Lane County staff and the Board of County Commissioners discussed the parameters of tens of millions of dollars at a March 7 morning meeting. The county has to design a plan in days that meets Kotek’s three pronged approach to addressing homelessness: preventing new homeless cases, adding shelter beds and re-housing people.
The board voted unanimously to accept up to $30 million from the Oregon Housing and Community Services in response to the governor’s executive order declaring homelessness an emergency.
Kotek’s executive order, signed Jan. 10, directs the Oregon Department of Emergency Management to work with local governments and the Oregon Housing and Community Services to repurpose up to $40 million in responding to homelessness. The goal of her executive order is to prevent 8,750 households from becoming homeless, add 600 low-barrier shelter beds and re-house at least 1,200 unsheltered households.
“We are hearing loud and clear from the state that the governor’s focus is on moving people from unsheltered houselessness into permanent housing, also keeping people from houselessness,” Kate Budd said at the March 7 meeting. Budd is program manager at Lane County Health and Human Services. “In our plan, we are proposing to actually double the number of beds that the state recommended.”
According to meeting materials, Lane County will be expected to meet certain targets by accepting money from the state. This includes preventing 1,578 to 1,753 households from becoming homeless, building 111 to 124 emergency shelter beds and rehousing 223 to 247 households out of homelessness. “We don’t want people to fall back into houselessness again, so we need to make sure that we are very much connecting people to the needed resources,” Budd said.
Budd said that Lane County received a “verbal” offer of about $19 million to $22.22 million, depending on available funding. “It’s been very clear that the state expects these dollars to not supplant, or supplement existing funding,” she said. “That makes things a bit more difficult because there are needs within our existing programs.”

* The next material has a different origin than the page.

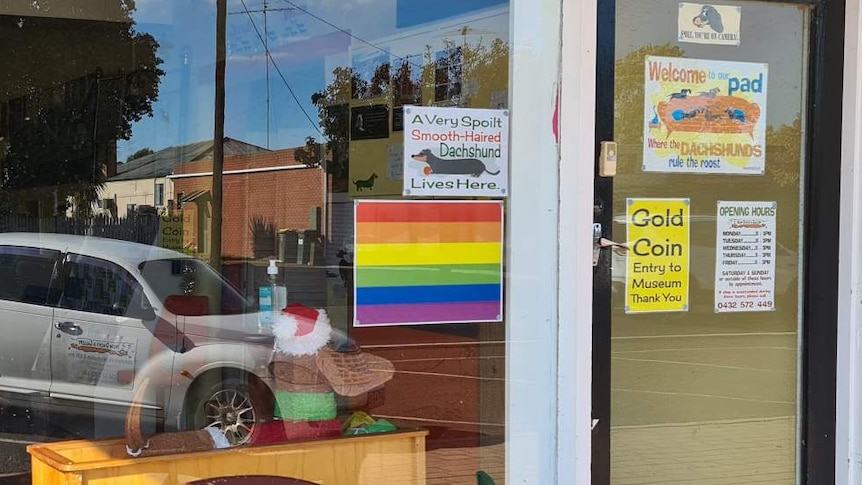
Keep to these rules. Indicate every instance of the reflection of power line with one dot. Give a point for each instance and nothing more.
(264, 10)
(344, 31)
(278, 70)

The county’s programs would also offer wraparound funding. This strategy would include money for rent assistance and case management referrals to various support services throughout the county.
The county has until March 17 to submit plans on how it would spend state money to develop programs that would meet those targets. Budd said during the meeting that the Governor’s Office hasn’t been clear with what it expects programs to look like.
Budd said that a strategy of spending the money is to look at ways to improve what the county and cities have. “And that’s where the bulk of the emergency shelter funding would be going,” she said, as opposed to building new emergency shelter beds that the county would have to pay for when the one-time funding runs out Jan. 31, 2024.
Commissioner Pat Farr said that the money, which would go to the county and then shared with community and nonprofits, would be a way to build stronger relationships with other organizations and municipalities. “Solidifying those partnerships and making sure that we’re pulling in the same direction,” he said.